Early Retirement Experiment: Daydreams vs. Dawn Realities
How I Happened To Retire Yearly
I've just landed a nice remote contract in Canada and started to work on it. Managed to onboard to project and got used to the new team.
I'd been working for a couple of months when the pandemic started. My client's business was significantly dependent on offline shops worldwide, so the lockdown hit my clients very hard, and we had to halt all the work.
It was the beginning of April when pandemic panic swept the world, and financial markets hit the bottom. For anyone who was still sane at the moment, it was time to pause any hiring. For me, it was not the worst imaginable time to seek a new freelance project.
I considered it to be a good chance to switch to my side projects full-time and try to live the life of a young retiree indie developer.
Furthermore, I didn't want to see how all my friends, who worked offline would party at home, Netflix, and chill. While I would have to work at home all day long without even the ability to relax and switch contexts.
It could be even worse than falling ill during school vacations.
Much worse.
I imagined I was retired and tried to relax and work on the things I'd been postponing for years.
How Does It Feel to Retire Early?
At first, I had a feeling that I just made a step aside, and the time suddenly got frozen. A feeling of immeasurable lightness, as if you've just graduated from university the entire life is ahead, and you can do anything.
Do what you want. Work is not essential. That kind of thoughts were filling me up.
As if I dived into a Twitter bubble of motivational bullshit.
I started working on my side project, and I was feeling super excited about it.
Unfortunately, It didn't last long.
A few weeks later everything turned back: time sped up. I started to not have enough of it for anything. Just like it had always been.
Then I slowly started to get fed up with my side project as it happens with boring work.
The magic has gone.
My Net Balance During Early Retirement
My personal finance felt surprisingly well all the way up.
I'd been investing in different asset classes for the last several years before my early retirement beta test. Luckily my portfolio performed pretty well during that time.
At the peak of the pandemic panic my portfolio had still enough free-float cash so I just tapped the "BUY" button at the bottom.
Thanks to that move my portfolio recovered very fast and went beyond its previous high watermark.

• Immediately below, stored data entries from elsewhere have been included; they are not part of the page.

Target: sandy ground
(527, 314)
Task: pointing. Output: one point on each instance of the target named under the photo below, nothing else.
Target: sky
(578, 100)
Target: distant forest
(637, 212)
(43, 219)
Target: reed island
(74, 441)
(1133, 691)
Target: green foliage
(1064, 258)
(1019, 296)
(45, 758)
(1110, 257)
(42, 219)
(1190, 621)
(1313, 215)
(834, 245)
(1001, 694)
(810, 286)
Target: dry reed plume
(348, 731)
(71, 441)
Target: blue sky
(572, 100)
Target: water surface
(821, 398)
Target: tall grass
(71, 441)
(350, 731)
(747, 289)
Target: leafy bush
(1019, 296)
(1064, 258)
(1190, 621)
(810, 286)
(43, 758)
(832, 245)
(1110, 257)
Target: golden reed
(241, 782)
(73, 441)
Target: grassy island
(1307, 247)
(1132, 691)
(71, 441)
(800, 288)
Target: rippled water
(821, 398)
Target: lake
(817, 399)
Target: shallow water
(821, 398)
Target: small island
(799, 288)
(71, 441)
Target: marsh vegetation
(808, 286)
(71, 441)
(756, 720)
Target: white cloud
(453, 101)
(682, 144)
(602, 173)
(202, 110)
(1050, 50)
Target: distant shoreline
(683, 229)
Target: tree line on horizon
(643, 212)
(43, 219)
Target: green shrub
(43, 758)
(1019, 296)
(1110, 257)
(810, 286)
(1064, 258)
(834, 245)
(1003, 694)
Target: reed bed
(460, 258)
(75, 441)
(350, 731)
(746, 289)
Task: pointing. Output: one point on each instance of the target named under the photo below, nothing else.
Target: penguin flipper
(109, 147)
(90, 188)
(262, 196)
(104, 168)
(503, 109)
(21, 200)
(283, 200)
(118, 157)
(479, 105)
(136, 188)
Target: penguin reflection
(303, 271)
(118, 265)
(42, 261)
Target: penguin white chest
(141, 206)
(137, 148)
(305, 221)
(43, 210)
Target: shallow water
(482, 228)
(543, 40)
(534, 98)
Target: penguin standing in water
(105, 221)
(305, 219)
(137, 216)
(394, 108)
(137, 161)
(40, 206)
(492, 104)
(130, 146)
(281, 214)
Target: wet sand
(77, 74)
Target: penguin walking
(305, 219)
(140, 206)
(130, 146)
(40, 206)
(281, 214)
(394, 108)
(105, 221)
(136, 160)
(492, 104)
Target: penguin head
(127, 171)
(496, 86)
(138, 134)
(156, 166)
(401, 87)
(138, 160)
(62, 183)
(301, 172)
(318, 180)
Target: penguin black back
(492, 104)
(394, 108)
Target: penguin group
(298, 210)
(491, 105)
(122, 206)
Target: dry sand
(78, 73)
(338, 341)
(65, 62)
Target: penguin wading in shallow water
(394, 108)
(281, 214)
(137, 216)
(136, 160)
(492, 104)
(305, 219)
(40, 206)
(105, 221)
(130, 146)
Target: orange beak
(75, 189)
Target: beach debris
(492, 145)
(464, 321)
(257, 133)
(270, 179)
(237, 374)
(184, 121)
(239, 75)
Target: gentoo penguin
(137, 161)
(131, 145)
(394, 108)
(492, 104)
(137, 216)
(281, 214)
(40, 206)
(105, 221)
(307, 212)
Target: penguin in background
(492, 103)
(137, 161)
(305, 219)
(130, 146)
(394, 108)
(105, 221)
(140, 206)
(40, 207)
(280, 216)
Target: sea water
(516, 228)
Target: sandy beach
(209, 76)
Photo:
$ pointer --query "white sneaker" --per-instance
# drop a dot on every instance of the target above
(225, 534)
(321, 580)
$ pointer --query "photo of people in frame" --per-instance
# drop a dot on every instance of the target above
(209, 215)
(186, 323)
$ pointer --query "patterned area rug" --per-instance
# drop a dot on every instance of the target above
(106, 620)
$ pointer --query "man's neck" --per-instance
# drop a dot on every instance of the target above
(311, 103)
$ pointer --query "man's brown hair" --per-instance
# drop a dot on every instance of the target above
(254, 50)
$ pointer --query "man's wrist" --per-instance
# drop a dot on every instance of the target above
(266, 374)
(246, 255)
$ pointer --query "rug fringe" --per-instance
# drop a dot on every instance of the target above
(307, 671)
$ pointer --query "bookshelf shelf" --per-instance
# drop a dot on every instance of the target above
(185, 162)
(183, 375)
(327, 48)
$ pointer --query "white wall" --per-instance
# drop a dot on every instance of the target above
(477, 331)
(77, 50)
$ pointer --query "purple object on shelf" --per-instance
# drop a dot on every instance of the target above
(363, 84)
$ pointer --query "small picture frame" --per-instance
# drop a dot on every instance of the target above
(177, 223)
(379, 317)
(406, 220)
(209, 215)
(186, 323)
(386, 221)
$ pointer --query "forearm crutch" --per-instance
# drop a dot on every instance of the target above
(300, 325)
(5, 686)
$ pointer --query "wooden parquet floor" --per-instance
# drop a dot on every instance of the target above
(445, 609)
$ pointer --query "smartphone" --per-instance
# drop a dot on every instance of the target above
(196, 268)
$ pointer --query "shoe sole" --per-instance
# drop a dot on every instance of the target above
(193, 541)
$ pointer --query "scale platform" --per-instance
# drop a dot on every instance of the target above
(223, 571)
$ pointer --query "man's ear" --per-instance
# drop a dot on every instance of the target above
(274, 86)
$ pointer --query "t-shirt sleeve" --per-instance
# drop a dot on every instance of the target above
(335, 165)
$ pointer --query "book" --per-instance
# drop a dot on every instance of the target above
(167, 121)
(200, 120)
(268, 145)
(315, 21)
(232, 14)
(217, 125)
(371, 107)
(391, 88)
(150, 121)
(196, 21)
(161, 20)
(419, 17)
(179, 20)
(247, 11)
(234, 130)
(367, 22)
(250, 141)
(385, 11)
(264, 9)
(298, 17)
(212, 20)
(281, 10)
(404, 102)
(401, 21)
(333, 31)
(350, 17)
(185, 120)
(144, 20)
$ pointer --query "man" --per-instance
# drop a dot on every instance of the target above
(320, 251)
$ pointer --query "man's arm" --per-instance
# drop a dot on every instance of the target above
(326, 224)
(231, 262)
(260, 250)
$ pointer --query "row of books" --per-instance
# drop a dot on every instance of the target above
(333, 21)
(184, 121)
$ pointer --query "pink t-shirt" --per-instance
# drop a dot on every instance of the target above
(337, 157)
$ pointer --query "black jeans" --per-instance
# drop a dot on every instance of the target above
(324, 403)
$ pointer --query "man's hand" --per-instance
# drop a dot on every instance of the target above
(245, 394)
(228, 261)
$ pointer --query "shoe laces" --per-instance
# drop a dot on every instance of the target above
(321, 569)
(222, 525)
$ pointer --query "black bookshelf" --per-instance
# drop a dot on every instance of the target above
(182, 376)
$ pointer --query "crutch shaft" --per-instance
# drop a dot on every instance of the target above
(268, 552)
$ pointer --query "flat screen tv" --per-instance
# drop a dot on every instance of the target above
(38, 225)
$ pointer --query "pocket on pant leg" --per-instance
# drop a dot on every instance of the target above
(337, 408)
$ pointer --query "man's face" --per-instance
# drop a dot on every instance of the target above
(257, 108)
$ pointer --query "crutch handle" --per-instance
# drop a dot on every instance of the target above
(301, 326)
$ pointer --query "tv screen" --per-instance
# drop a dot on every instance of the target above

Here is the compound chart of my net worth balance:
I Didn't Like Being Retired
Although the numbers were good, the whole process of early retirement was rather uncomfortable in many ways. Purchasing non-essential things, or even resting and chilling felt literally disgusting.
The problem is that I cannot afford an infinite early retirement. A sudden lucky growth of assets that covered my expenses is not a thing to rely on in the long term.
That's why it all felt like a waste of time and money. It was a slow process of destroying my own safety through financial security that had been built for years. All instead of doing interesting things, like earning more money.
It has a lot to do with neurobiology.
During the normal work-life process, I'm happy to work hard, earn money, and then reward myself with some pleasant thing, like some brand new gadget or travel somewhere. In order to receive a full dose of dopamine.
During early retirement, the normal effort-reward process is getting broken.
I couldn't get rid of a feeling that is not moving forward anymore. It all felt just wrong and was making me unhappy.